David Perleberg sold pro-marijuana T-shirts at the forum for Monday's secretly located and sold-out event for High Times magazine's annual beauty pageant, for which its sponsor says will "turn the Big Apple into the Baked Apple," The New York Times reported.

Advocates of legal marijuana said this year’s “high holiday,” April 20, the unofficial day of celebration for marijuana, carries extra significance. Momentum toward acceptance of the drug, either as medicine or entertainment, seem to be increasing, they said.

“It is the biggest moment yet,” said Ethan Nadelmann, the founder and executive director of the Drug Policy Alliance in Washington. “There’s a sense that the notion of legalizing marijuana is starting to cross the fringes into mainstream debate.” (The New York Times)

From the nation’s statehouses, where more than a dozen legislatures have begun to allow some medical use, to its swimming pools, where Olympic gold medalist Michael Phelps was largely forgiven, the signs of changes are everywhere.

“We’ve been on national cable news more in the first three months than we typically are in an entire year,” said Bruce Mirken, the director of communications for the Marijuana Policy Project, a reform group based in Washington. “And any time you’ve got Glenn Beck and Barney Frank agreeing on something, it’s either a sign that change is impending or that the end times are here.” (The New York Times)

Beneficiaries include Norml, the National Organization for the Reform of Marijuana Laws, which advocates legalization. Web traffic and donations, sometimes in $4.20 increments, have surged, according to Norml.

Attorney General Eric H. Holder Jr. suggested that federal law enforcement resources would not be used to pursue legitimate medical marijuana users and outlets in California and a dozen other states that allow medical use of the drug.

“The balancing act this year is trying to get our most active, most vocal supporters to be more realistic in their expectations in what the Obama administration is going to do,” said Allen F. St. Pierre, executive director of Norml.
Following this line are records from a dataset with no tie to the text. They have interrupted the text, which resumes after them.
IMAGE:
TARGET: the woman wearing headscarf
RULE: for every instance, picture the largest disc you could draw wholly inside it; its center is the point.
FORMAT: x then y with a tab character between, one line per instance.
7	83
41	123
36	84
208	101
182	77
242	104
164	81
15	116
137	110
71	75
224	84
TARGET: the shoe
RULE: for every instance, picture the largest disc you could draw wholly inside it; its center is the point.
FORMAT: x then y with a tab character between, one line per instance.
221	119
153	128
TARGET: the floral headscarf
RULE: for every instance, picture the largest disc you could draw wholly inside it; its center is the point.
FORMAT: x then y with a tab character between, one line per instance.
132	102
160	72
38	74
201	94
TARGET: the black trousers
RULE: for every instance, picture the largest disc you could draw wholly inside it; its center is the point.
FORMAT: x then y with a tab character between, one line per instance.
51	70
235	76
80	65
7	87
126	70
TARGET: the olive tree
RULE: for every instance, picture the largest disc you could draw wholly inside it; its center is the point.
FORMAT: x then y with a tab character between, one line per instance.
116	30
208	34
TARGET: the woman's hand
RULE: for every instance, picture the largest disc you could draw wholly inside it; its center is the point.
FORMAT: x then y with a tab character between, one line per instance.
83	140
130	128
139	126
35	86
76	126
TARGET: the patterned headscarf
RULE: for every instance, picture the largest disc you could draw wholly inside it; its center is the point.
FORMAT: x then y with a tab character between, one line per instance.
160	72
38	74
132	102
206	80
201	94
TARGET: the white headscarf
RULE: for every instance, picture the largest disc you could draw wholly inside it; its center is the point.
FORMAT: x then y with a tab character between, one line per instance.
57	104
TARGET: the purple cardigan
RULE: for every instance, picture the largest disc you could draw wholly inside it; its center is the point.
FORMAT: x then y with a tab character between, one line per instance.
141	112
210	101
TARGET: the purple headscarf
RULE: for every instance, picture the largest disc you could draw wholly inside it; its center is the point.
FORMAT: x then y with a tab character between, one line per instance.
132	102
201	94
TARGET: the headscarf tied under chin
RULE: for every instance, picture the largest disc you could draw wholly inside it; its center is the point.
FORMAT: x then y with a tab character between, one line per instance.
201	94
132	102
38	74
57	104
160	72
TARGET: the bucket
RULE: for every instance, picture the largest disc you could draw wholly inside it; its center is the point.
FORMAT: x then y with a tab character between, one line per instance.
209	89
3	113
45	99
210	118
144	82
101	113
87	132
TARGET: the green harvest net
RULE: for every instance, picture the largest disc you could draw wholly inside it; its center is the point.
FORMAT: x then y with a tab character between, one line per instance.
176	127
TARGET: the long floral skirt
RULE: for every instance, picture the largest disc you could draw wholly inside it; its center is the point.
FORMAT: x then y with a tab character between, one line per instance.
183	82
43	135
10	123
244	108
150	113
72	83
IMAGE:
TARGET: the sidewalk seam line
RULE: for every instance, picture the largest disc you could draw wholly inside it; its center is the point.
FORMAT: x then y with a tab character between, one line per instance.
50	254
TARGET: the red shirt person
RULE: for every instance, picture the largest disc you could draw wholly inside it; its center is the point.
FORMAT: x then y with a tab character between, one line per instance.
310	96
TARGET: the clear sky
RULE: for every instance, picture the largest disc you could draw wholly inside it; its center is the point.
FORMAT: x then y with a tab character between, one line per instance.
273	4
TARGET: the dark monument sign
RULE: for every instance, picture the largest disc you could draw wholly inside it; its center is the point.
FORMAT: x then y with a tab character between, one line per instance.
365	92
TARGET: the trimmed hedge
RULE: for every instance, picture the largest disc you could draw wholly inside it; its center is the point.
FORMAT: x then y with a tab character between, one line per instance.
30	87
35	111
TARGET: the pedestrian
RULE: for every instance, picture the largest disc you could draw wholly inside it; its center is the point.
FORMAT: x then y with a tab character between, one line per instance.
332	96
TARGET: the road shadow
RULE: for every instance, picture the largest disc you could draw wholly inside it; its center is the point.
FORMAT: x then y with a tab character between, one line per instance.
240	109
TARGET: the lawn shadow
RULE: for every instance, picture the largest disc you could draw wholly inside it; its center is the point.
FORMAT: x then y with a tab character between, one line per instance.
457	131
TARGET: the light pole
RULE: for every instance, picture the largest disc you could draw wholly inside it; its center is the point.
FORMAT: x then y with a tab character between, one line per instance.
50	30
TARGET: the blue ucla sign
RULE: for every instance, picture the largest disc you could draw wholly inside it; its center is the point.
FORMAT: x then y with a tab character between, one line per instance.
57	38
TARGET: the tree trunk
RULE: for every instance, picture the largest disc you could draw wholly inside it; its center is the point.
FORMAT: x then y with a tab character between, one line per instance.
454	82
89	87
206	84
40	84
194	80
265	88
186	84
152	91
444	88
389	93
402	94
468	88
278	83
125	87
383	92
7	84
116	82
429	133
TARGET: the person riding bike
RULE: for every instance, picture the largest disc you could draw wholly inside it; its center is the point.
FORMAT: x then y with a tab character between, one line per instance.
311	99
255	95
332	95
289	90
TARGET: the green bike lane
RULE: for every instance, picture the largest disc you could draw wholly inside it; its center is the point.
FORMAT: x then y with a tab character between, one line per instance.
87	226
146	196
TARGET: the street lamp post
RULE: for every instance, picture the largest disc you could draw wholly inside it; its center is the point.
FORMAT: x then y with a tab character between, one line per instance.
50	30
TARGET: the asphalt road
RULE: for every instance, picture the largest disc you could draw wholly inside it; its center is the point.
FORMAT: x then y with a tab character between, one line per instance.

For marijuana fans, perhaps the biggest indicator of changing attitudes is how widespread the observance of April 20 has become, including its use in marketing campaigns for movie openings like “Harold & Kumar Escape from Guantánamo Bay,” “Super High Me” and “Half Baked."

April 20 dates to a ritual begun in the early 1970s, in which a group of Northern California teenagers smoked every day at 4:20 p.m. Word of the ritual spread and expanded to a yearly event in various places. “420” became code for smoking and using it as a sign-off on fliers for concerts where it would be plentiful.

Several colleges have urged students to just say "no" to April 20 events. At the University of Colorado, Boulder, administrators sent an e-mail message this month pleading with students not to “participate in unlawful activity that debases the reputation of your university and degree.”